[Date Prev][Date Next] [Thread Prev][Thread Next] [Date Index] [Thread Index]

Bug#99933: second attempt at more comprehensive unicode policy



Colin Walters <walters@debian.org> writes:

> I don't think so.  I have put forth many real-world scenarios in which
> using national charsets for filenames simply breaks, in ways that are
> basically impossible to fix.  You may be able to get away with using a
> national charset on a machine where everyone speaks the same language,
> and never interacts with speakers of another language, but that's about
> it.

Don't you think this is a common case? I'd even say more common than
your scenarios. At least common enough that it should be acknowledged.

> Again, my policy proposal does *not* (I am 95% sure) create any new RC
> bugs.  The only "must" is for filenames actually included in packages.  
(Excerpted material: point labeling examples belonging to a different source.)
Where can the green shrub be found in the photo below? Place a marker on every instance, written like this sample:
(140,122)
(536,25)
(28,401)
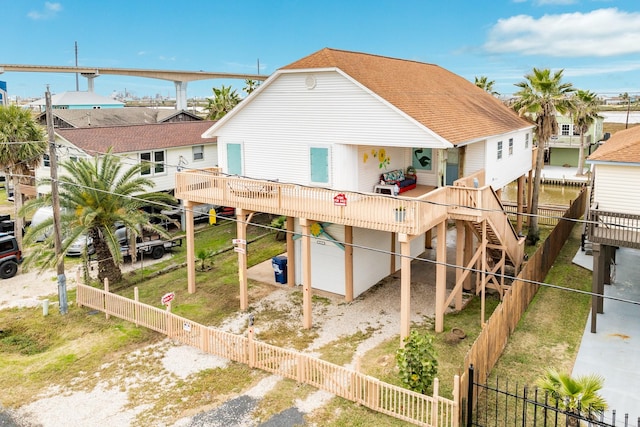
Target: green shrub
(417,361)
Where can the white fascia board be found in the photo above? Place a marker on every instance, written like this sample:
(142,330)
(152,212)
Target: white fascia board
(497,135)
(210,133)
(443,142)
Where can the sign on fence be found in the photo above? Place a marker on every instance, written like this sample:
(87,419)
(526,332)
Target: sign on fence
(167,298)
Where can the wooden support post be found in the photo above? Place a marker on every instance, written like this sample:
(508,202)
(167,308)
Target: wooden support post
(441,275)
(520,208)
(529,196)
(428,238)
(348,263)
(306,273)
(405,287)
(468,254)
(241,232)
(460,235)
(596,282)
(392,266)
(191,252)
(291,253)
I am not concerned about RC bugs in mine or others packages. My point
is that ways how things have worked up to now will no longer, and this
can be avoided.

> First of all, there is no need for 'if and only if'.  Programs can
> always try to decode filenames in UTF-8, and if that fails, then try the
> locale's charset.

This will invariably interpret some non-ASCII non-UTF8 filenames wrong.
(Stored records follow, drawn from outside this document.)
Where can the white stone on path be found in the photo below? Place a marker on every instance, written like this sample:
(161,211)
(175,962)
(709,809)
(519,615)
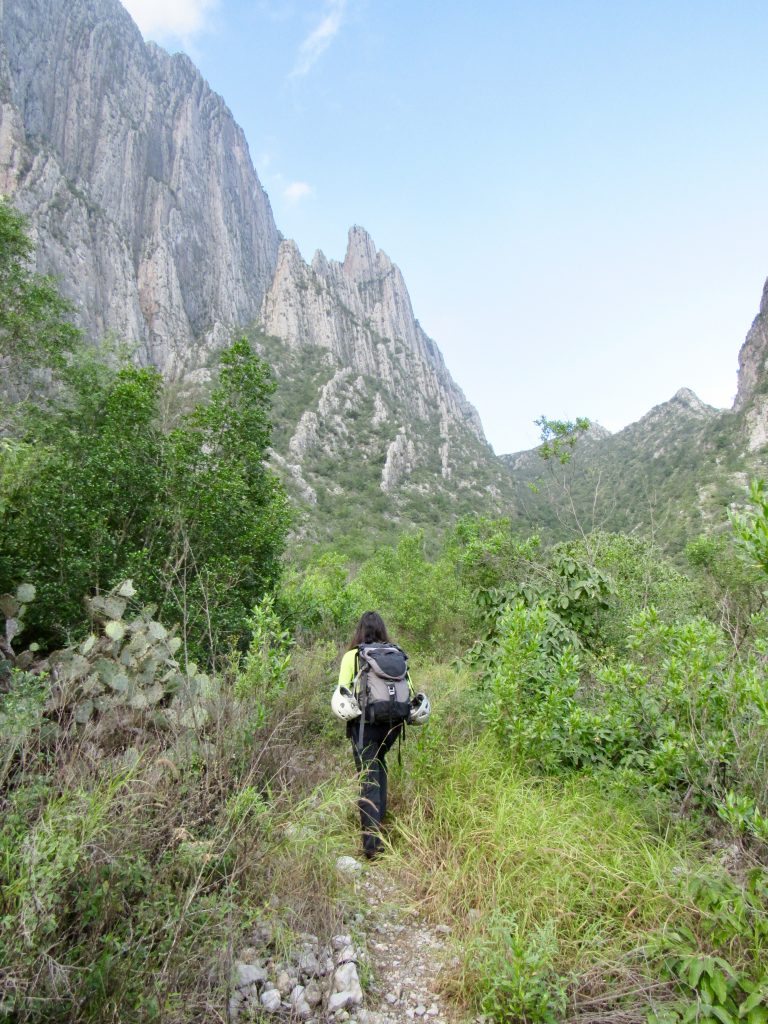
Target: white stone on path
(270,1000)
> Again, note this part of my proposal is still not a "must".  Your
> programs will not get RC bugs for a lack of UTF-8 support for filenames.
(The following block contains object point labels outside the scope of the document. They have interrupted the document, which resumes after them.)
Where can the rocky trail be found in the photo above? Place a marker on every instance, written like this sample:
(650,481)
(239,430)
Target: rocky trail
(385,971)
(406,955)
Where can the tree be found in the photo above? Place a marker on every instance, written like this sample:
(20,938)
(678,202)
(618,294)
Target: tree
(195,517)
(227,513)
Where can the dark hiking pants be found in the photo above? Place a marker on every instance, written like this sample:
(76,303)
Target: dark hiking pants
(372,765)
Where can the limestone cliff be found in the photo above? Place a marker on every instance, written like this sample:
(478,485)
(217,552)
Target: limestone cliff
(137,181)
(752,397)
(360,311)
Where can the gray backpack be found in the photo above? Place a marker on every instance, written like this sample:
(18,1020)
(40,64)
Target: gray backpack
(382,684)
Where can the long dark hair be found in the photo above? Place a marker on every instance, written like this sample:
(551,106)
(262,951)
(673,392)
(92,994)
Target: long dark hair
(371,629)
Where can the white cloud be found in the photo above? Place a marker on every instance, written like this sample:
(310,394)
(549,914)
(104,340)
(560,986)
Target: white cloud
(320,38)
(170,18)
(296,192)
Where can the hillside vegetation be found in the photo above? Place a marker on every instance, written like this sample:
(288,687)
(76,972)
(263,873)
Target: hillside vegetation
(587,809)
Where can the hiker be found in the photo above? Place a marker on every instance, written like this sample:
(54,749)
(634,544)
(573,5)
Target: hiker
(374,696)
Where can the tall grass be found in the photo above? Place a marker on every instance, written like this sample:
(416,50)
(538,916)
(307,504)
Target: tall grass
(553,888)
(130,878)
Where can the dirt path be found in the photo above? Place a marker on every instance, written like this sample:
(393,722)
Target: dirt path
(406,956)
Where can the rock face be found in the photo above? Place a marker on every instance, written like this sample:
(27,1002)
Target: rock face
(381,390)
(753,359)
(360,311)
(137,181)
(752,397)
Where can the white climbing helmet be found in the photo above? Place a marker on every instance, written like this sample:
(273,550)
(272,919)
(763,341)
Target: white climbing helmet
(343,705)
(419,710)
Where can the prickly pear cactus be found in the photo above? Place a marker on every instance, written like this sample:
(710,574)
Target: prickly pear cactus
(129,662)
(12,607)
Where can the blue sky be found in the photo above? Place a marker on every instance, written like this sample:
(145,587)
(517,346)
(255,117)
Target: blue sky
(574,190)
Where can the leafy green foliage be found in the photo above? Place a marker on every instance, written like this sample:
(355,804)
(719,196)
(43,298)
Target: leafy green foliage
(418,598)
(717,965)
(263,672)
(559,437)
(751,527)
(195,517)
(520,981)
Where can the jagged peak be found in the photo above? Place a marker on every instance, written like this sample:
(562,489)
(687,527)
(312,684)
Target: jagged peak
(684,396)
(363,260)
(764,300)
But it will condone or even suggest broken behaviour like Gnome2's.

> Well, you might have to set G_BROKEN_FILENAMES.

Considering old standards broken because a newer one exists is just
ridiculous.

I still think taking LC_CTYPE unconditionally as a hint is the best
solution. People who don't care (e.g. USians) are happy with any
solution. People that have it at an older encoding get some slack.
People like you should already have it at UTF8 and get all the fun
right away.

> But this is the whole reason we are switching to UTF-8; so programs
> will not have to deal with the nightmare of recoding filenames!

No argument there.

> I've noticed that UTF-8 sometimes makes zsh unhappy, [...]

That's quite an understatement. The commandline editor can't deal with
multibyte characters in any way. So for example entering an o umlaut
and then deleting it gets you in trouble, because zsh does not handle
the two byte sequence as one character.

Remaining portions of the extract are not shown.